Palestinian Embroidery: Tradition Renewed
The art of embroidery is one common to many cultures around the world. But Palestinian embroidery is unique not only for its striking (and almost exclusively) red and black intricate patterns, but also for its cultural and social meaning. Once a traditional craft practiced only by village women, Palestinian embroidery has taken on new meaning as an artful expression of Palestinian identity.
The traditional Palestinian dress, or thoub, is notable for its exceptional embroidered designs, which appear in panels on the chest, sides, sleeves, and at the hem. The block of embroidery on the chest is the main attraction of these dresses, and it is said to protect the wearer from evil, bad lack, and poor health. The thoub is made by stitching each panel individually first, and then sewing them all together into the final product.
Also notable for the fact that it mainly uses just one stitch, Palestinian embroidery is differentiated by its pattern, and patterns vary by region. In other words, a pattern from Bethlehem differs from that of Jerusalem and Gaza, and so on. Therefore, the home town of a Palestinian woman could be identified simply by the pattern on her dress. Commonly, the patterns are geometrical, but they may also include images such as flowers, trees, or houses, among others.
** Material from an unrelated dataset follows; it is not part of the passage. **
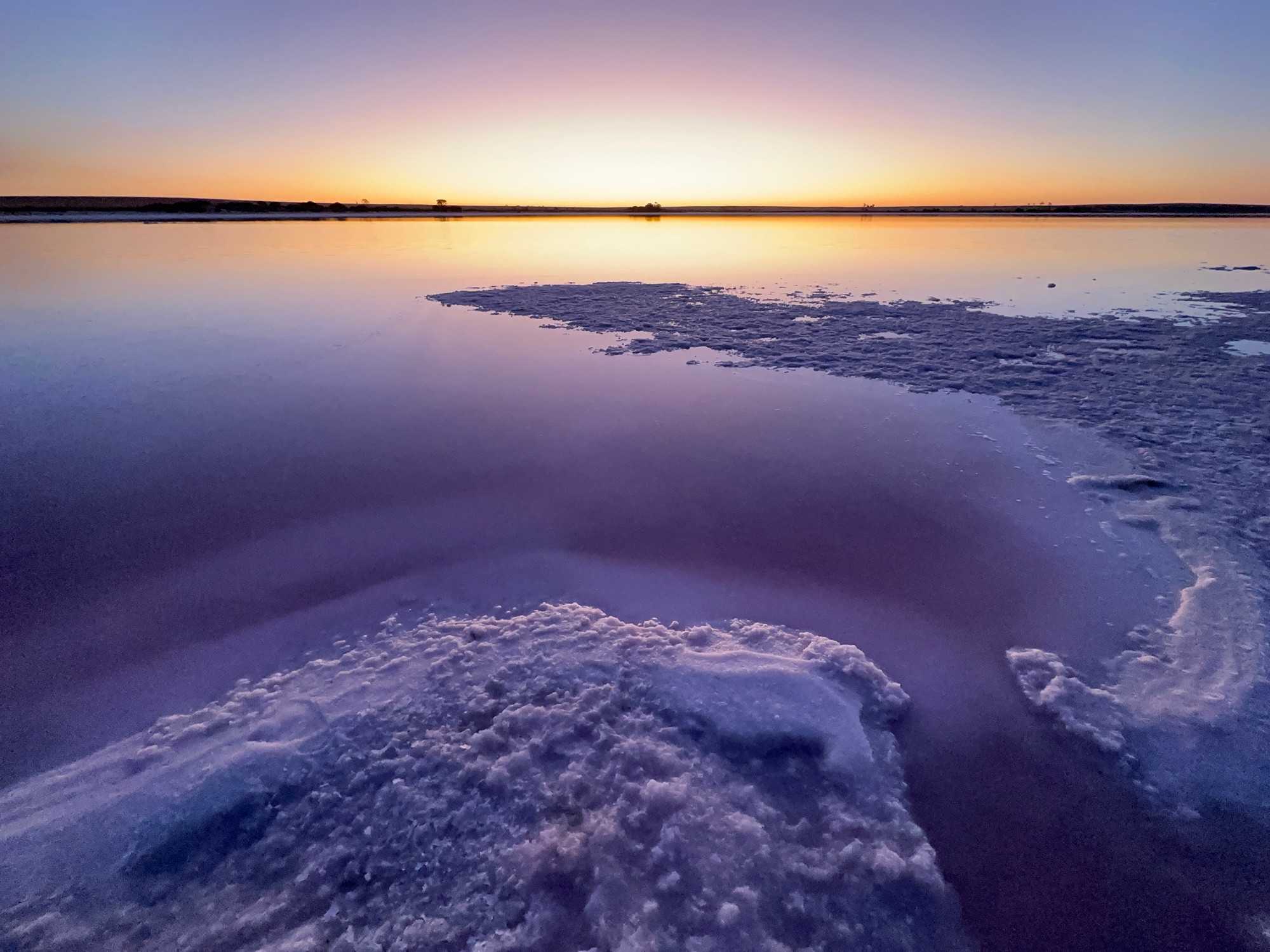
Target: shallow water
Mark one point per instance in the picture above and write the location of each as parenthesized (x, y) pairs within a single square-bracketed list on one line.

Like so many other things in Palestine, women’s embroidery has been affected by politics. For example, before 1948, most women who embroidered were from the villages. After 1948, it became a luxury available only to the wealthy. Another politically motivated change to the craft came after 1967, since which time images such as the Palestinian flag, Jerusalem, and the Dome of the Rock began to appear in embroidery.
No less than 500 years old, the art of Palestinian embroidery lives on today. Taking on new meaning, the craft has morphed from one that signified a woman’s village identity to a cultural expression of Palestinian identity. Moreover, today Palestinian women embroider dresses and other articles of clothing or accessories in the traditional style not only in an effort to keep the long-standing tradition alive, but also as a means of economic subsistence. For women facing restriction of movement imposed by the Israeli military, work that can be done in the home is vital, and embroidery fits that bill.
Less popular among women today is the thoub, so the spirit of traditional Palestinian embroidery lives on in contemporary items such as shawls, table cloths, pillow cases, and other household objects, which are often produced by women’s cooperatives, and sold both locally and abroad.